I'm Irish, but I'm in Texas!


----------



## mama879 (Jan 27, 2011)

Nice to meet you. My little toe on my right foot is Irish. I have a real mixture in me. lol. I do not live in Ireland but would love to visit there. Enjoy the forum it's a great site and there are some great people here. You can learn so much.


----------



## countrygal (Oct 21, 2011)

Welcome Irish Lady.
I'm Irish in Ohio


----------



## grosvenor (Mar 19, 2011)

I was in Ireland in 1960 and wanted to visit the Waterford crystal factory but it was holiday time, closed.
However I managed, with another Aussie, to bluff my way on to the newly-built but as yet unpainted ship, Canberra.

and in Donegal, in the carpet factory, saw a floor-covering for the salon of a famous dress designer. It had a long piece for the coridor and side pieces for each of the adjacent rooms, all made to fit exactly. 

No seams would be required!!!! Wonderful seamless work!
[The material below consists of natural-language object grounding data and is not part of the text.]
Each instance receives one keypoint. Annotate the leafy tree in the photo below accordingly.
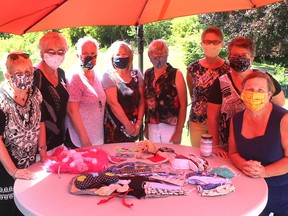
(267, 26)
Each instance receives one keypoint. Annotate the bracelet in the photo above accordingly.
(13, 176)
(42, 148)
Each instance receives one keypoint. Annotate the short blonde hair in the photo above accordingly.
(159, 45)
(113, 50)
(213, 29)
(259, 74)
(10, 62)
(242, 42)
(52, 38)
(84, 40)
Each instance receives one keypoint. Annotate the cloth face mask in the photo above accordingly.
(21, 81)
(120, 63)
(88, 63)
(53, 61)
(211, 50)
(159, 61)
(239, 64)
(254, 100)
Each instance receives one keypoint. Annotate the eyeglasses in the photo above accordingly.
(214, 42)
(15, 56)
(155, 53)
(58, 52)
(238, 55)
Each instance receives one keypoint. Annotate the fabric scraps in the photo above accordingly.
(76, 161)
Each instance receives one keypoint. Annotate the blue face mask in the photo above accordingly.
(120, 63)
(159, 61)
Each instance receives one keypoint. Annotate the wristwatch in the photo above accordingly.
(42, 147)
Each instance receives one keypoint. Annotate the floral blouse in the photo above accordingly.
(161, 99)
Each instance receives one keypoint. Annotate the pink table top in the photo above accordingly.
(49, 195)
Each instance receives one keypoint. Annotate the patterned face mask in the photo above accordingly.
(159, 61)
(211, 50)
(239, 64)
(120, 63)
(254, 100)
(88, 63)
(53, 61)
(21, 81)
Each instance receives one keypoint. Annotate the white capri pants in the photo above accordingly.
(160, 133)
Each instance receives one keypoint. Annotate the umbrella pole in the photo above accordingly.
(140, 33)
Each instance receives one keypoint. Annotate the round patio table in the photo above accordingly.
(49, 195)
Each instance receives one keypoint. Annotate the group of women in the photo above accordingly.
(42, 107)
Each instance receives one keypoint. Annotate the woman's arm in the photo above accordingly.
(279, 167)
(189, 80)
(10, 167)
(213, 116)
(76, 120)
(42, 146)
(182, 95)
(112, 101)
(236, 159)
(141, 110)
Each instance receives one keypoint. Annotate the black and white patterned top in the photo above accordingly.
(19, 128)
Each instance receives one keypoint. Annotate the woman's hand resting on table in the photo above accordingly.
(218, 151)
(23, 174)
(254, 169)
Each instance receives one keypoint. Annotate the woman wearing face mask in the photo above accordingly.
(258, 141)
(22, 131)
(124, 92)
(166, 97)
(200, 76)
(87, 99)
(224, 96)
(50, 79)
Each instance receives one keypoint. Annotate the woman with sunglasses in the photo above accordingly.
(123, 86)
(258, 141)
(224, 97)
(22, 131)
(165, 96)
(51, 81)
(200, 76)
(87, 98)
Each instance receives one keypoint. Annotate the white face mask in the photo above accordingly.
(53, 61)
(211, 50)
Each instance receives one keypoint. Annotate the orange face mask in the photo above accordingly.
(254, 100)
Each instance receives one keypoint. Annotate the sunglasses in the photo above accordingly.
(15, 56)
(58, 52)
(214, 42)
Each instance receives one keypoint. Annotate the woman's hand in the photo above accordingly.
(176, 137)
(130, 129)
(23, 174)
(254, 169)
(219, 152)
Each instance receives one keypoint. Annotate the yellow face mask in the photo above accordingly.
(254, 100)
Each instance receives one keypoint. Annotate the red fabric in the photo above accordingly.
(156, 158)
(20, 16)
(77, 161)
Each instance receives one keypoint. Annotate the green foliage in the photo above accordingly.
(267, 26)
(157, 30)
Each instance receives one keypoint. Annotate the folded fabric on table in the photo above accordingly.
(77, 160)
(218, 191)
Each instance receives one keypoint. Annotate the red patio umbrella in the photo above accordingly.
(21, 16)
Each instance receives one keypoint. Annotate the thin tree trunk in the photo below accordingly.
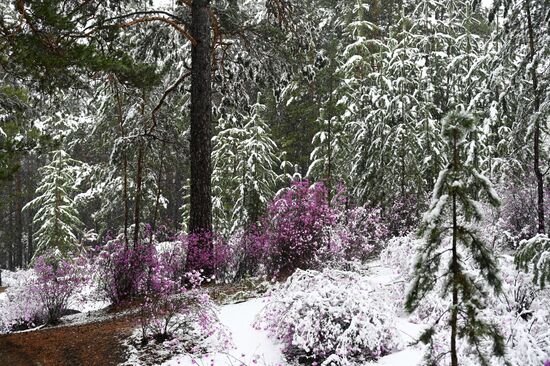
(159, 190)
(454, 269)
(124, 163)
(11, 264)
(200, 218)
(536, 133)
(18, 220)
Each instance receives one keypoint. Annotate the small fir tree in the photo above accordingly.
(56, 214)
(448, 232)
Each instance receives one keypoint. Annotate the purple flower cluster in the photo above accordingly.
(56, 280)
(295, 227)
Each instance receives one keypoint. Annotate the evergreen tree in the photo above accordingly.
(448, 232)
(246, 164)
(56, 214)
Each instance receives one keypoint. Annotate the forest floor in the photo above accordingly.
(94, 338)
(93, 343)
(98, 337)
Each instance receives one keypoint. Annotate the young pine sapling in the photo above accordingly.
(448, 233)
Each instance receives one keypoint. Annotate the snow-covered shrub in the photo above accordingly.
(176, 318)
(41, 294)
(295, 226)
(123, 270)
(518, 213)
(248, 252)
(330, 318)
(535, 252)
(399, 252)
(56, 281)
(207, 252)
(357, 233)
(402, 216)
(21, 307)
(521, 313)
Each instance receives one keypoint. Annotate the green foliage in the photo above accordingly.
(535, 253)
(56, 214)
(449, 232)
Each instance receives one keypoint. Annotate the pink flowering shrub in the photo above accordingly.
(41, 295)
(248, 252)
(294, 225)
(21, 308)
(123, 270)
(358, 232)
(56, 281)
(169, 305)
(330, 318)
(207, 252)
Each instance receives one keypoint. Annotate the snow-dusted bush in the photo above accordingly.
(21, 308)
(330, 318)
(207, 252)
(176, 318)
(357, 233)
(41, 294)
(123, 270)
(402, 216)
(56, 281)
(535, 252)
(399, 252)
(248, 252)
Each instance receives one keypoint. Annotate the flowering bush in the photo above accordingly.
(176, 318)
(295, 226)
(248, 250)
(41, 294)
(357, 233)
(330, 317)
(518, 213)
(123, 270)
(207, 252)
(21, 308)
(56, 281)
(402, 216)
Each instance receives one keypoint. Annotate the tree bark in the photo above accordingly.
(454, 269)
(124, 163)
(18, 220)
(536, 130)
(137, 199)
(200, 218)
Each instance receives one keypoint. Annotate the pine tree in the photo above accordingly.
(448, 232)
(246, 164)
(56, 214)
Grosvenor, Lindfield, Australia


----------



## patocenizo (Jun 24, 2011)

No, I am from Southern California but have visited beautiful Waterford and have lovely memories of your country.


----------



## tammie52 (Feb 14, 2011)

im from belfast have a daughter who lived in the south for a few yrs welcome to the forum hope you enjoy it tammie


----------



## GrannyLinda (Jan 27, 2011)

I live in Texas, am of Irish grandparents, and would give my eye teeth to live in Waterford. It would be a toss-up which I would buy more...yarn or crystal.


----------



## patocenizo (Jun 24, 2011)

That would be a terrible dilema...


GrannyLinda said:


> I live in Texas, am of Irish grandparents, and would give my eye teeth to live in Waterford. It would be a toss-up which I would buy more...yarn or crystal.


----------



## GrannyLinda (Jan 27, 2011)

ABSOLUTELY


----------



## Irish maggie (May 11, 2011)

tammie52 said:


> im from belfast have a daughter who lived in the south for a few yrs welcome to the forum hope you enjoy it tammie


hi tammie Im from Belfast :thumbup:


----------



## loribelle (Sep 16, 2011)

I'm of Irish and Cherokee descent. My Cherokee family hid in the mountians of NC and were not forced to walk the Trail of Tears. Not much help I realize


----------



## Irish maggie (May 11, 2011)

mum of 11 said:


> are there any many irish members living near waterford, hoping to move there soon. know of any knitting groups


HI I was the eldest of 11  :-D


----------



## Waterford Girl (Mar 10, 2012)

Grew up near Clonea Dungarvan Co. Waterford. There ia a yarn shop in Dungarvan also a quilt shop. I visit both every year when I go visit my now 90 year old Mom.


----------



## mirogail (Sep 26, 2011)

Mum of 11, I'm Irish but live in Baltimore MD. I have been researching for a vacation trip to Ireland. I wanted to visit textile mills, knit/yarn shops, fiber art exhibits/shops. Any suggestions? Thanks. Gail


----------



## Irish maggie (May 11, 2011)

mirogail said:


> Mum of 11, I'm Irish but live in Baltimore MD. I have been researching for a vacation trip to Ireland. I wanted to visit textile mills, knit/yarn shops, fiber art exhibits/shops. Any suggestions? Thanks. Gail


I am the eldest of eleven tGood lock to Waterford :thumbup:


----------



## Waterford Girl (Mar 10, 2012)

Mum of 11, where in Waterford are you moving to. I am originally from Co Waterford.


----------